The early stages of the business cycle are marked by renewed optimism and rising growth expectations. Businesses begin investing more heavily in growth, while consumers become more willing to purchase non-essentials. Productive stocks high up the value chain see rapid increases in demand, and lean inventories lead to strong demand and wide margins.
Investors exhibit increased appetite for risk, moving into more speculative stocks. The technology and industrial sectors generally exhibit superior performance during the early part of the business cycle, and stock market cycles tend to lead businesses cycles. Many technology companies are unprofitable and have high growth expectations, so popular valuation ratios such as price-to-earnings (P/E) and price-to-book (P/B) are not applicable. Instead, growth companies are often evaluated based on revenue growth, market share and the price-to-sales (P/S) ratio. Customer acquisition costs and research and development (R&D) as a percentage of revenue are also important metrics in industries such as software or internet information services. Industrials are generally very different from technology firms and are more often analyzed with the earnings-before-interest-and-taxes (EBIT) margin, return on invested capital, and efficiency ratios, such as inventory turnover.

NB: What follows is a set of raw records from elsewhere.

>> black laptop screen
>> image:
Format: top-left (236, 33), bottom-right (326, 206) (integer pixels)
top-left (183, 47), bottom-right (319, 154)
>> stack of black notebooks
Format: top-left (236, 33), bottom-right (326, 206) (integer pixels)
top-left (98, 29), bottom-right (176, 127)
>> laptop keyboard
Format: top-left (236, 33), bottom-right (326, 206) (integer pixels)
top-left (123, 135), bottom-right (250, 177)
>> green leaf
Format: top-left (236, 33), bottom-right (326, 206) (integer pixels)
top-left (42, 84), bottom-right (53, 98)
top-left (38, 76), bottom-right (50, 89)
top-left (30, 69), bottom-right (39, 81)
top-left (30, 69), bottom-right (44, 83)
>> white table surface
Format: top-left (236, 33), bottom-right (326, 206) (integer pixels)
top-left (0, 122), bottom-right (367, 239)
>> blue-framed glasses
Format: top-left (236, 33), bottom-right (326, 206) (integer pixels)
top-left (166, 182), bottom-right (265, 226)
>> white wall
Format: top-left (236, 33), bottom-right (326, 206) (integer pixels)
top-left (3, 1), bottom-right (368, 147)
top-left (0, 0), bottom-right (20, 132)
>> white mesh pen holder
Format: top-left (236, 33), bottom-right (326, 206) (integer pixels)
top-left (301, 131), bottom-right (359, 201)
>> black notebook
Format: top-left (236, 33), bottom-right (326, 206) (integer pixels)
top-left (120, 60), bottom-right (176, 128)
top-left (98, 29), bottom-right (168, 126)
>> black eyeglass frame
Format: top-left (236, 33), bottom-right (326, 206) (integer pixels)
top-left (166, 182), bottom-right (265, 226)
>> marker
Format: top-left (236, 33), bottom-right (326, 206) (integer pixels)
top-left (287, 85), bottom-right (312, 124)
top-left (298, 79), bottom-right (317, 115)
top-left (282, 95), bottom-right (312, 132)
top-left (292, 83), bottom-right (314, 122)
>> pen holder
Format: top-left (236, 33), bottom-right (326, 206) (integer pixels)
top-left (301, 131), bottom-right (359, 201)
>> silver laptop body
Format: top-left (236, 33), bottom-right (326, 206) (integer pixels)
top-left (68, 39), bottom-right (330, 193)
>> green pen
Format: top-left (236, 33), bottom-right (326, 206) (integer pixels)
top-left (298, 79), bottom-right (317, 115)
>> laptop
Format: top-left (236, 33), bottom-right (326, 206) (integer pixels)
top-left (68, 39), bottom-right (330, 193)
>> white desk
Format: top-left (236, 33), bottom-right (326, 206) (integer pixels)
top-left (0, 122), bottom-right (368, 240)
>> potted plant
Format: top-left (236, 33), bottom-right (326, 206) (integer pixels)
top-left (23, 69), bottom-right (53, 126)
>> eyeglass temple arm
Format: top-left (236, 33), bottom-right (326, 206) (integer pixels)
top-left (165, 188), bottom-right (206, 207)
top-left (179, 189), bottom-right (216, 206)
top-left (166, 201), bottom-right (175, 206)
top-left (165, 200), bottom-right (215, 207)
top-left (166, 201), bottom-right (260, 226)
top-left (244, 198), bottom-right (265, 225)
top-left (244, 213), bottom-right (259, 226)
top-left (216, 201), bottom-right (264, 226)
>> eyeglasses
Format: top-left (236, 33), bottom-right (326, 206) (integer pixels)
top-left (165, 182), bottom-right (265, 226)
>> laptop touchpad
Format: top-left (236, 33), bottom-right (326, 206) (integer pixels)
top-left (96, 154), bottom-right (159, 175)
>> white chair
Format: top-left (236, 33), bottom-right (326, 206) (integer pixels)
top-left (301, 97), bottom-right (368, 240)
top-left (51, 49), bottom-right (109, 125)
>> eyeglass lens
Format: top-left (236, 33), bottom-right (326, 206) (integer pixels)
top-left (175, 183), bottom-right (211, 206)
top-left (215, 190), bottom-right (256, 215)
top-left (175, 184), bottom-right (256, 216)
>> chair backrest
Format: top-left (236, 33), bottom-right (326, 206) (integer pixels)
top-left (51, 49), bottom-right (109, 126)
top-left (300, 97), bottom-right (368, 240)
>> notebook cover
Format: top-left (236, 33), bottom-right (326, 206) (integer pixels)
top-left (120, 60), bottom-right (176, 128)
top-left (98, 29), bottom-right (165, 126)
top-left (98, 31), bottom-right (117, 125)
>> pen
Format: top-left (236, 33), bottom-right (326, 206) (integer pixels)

The mid-cycle phase is characterized by a moderation of growth rates and broader economic stability, and the economy is still in expansion mode during this phase. Strong performance is shared across different industries and sectors, with the bullish signals from the early cycle trickling down the supply chain. Sustained improvements to employment and wages extend the strong performance to non-essential goods, and more mature technology companies that rely on strong capital expenditures also benefit.
The information technology sector has been the strongest historical performer in the mid-cycle phase, with consumer staples, utilities and materials lagging. However, the divergence among sector performance in the mid-cycle is the lowest of all phases. This makes P/E, PEG ratio, P/B, gross margin and price-to-cash-flow important, with more mature businesses performing well across more sectors.
The late-cycle phase is characterized by the deceleration of growth that precedes contraction. Inventories tend to grow, corporate profit margins fall and interest rates grow high. Inflation also reaches relatively high levels due to tight labor markets and high capacity utilization. Equity valuations are usually relatively expensive, leading to modest annualized returns.
Inflation helps drive superior results for energy and materials sectors, the profitability levels of which are dictated by commodity prices in the short term. Utilities, telecommunications and consumer staples stocks gain the attention of forward-looking investors, who begin moving toward less cyclically sensitive sectors and strong dividends. Lean years require strong financial health, so interest rate coverage, debt-to-capital and the current ratio gain added importance. Dividend yield also becomes more important as growth stock demand wanes.
The recession phase is marked by economic contraction, during which time unemployment rises, consumer sentiment falters and business investment declines. Demand for goods and services tumbles, especially among non-essentials. Monetary policy usually leads to lower interest rates, which stimulate business activity and are expected to induce recovery.
Investors leave the equity market for lower-risk asset classes, and equity investors tend to favor more defensive sectors. The consumer staples sector has a strong historical record of outperforming other sectors, while utilities, health care and telecommunications are also generally stronger than industrials or information technology. Investors should monitor leverage and liquidity ratios to confirm financial health, and ratios such as same-store sales, organic revenue growth and gross margin are good indicators of recovery as the next cycle begins.